Ha confessato di aver prestato denaro a tassi usurai, Giacomo Bicchiere, 28 anni il perito assicurativo arrestato martedì scorso dalla Polizia.
Al gip Daria Orlando, che l’ha interrogato stamattina nel carcere di Gazzi, il giovane ha ammesso i quattro casi di usura che gli sono stati contestati dalla Polizia.
Bicchieri ha detto che le somme di denaro annotate in un’agendina, quantificate dalla Polizia in 20.000 euro, riguardavano rapporti professionali del tutto estranei all’attività contestata.
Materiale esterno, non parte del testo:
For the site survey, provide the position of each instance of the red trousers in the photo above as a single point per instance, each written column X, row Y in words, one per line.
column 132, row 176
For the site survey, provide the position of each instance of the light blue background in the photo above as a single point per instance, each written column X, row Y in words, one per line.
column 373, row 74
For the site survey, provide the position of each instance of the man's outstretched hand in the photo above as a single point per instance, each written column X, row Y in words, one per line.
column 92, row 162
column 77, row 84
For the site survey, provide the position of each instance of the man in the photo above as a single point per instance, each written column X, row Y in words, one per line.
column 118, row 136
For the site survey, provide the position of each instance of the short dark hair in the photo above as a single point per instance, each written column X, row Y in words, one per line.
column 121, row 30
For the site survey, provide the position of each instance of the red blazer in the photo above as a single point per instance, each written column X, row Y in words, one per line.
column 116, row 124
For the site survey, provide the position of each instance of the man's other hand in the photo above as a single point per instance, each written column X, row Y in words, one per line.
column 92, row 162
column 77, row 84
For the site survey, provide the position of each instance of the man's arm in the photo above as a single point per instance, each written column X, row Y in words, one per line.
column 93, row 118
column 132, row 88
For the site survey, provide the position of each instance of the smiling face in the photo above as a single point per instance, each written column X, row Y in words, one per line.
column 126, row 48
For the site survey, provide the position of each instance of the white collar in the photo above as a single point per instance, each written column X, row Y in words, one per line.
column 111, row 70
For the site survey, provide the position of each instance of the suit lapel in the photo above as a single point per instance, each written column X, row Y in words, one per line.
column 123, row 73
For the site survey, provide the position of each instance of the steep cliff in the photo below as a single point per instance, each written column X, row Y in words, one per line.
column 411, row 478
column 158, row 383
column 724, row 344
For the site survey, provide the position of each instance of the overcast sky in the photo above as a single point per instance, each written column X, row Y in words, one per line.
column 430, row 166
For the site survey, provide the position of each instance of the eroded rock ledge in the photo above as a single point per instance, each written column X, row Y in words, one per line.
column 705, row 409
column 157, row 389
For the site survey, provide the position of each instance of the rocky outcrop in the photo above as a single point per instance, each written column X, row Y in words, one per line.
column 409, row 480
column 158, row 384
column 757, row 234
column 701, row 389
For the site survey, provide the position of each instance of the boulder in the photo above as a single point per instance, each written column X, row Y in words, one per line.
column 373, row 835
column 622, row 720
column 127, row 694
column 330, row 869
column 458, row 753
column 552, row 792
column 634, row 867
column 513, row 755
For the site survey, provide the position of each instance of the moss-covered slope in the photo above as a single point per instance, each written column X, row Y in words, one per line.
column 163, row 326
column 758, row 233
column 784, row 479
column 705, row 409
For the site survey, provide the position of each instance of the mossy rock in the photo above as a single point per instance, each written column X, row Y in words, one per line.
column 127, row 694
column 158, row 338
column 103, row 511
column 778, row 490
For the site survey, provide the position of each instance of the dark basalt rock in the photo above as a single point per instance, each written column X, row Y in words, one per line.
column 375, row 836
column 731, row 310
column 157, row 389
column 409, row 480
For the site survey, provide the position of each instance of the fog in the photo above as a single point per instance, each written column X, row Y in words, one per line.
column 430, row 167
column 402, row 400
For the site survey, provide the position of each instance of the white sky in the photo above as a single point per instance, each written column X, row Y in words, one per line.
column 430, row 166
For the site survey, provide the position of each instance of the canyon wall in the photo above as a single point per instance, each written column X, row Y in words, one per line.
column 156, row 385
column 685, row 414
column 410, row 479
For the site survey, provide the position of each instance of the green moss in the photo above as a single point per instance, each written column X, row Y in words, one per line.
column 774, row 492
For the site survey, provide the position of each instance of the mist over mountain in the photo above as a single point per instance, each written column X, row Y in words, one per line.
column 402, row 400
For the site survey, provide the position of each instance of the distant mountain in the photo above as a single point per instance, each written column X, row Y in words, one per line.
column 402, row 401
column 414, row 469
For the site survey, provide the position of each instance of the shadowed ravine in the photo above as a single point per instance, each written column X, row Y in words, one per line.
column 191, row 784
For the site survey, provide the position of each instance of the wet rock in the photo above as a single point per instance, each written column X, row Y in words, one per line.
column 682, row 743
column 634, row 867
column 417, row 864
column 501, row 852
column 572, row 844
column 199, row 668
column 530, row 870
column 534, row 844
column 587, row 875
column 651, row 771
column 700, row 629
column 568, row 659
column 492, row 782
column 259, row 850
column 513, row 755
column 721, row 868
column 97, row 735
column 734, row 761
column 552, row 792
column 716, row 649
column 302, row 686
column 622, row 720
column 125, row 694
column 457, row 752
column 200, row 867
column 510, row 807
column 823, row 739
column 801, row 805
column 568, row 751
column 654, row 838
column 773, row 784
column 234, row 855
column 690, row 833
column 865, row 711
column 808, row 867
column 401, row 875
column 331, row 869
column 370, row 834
Bicchieri –ha sottolineato il suo legale, l’avvocato Nino Cacìa- non ha potuto giustificare le singole voci annotate nel libro mastro poiché il documento posto sequestro non è stato depositato nel fascicolo utilizzato dal giudice.
Al termine dell’interrogatorio il gip Orlando ha convalidato l’arresto e lo ha lasciato in carcere.
Bicchieri, impiegato in una compagnia assicurativa, è stato bloccato in via Caio Duilio proprio nel momento in cui incassava da un operaio 600 euro e restituiva 2 assegni per complessivi 11.800 euro. I titoli di credito, secondo gli investigatori, non erano altro che la garanzia che la vittima aveva lasciato a Bicchieri per un prestito di 4 mila euro.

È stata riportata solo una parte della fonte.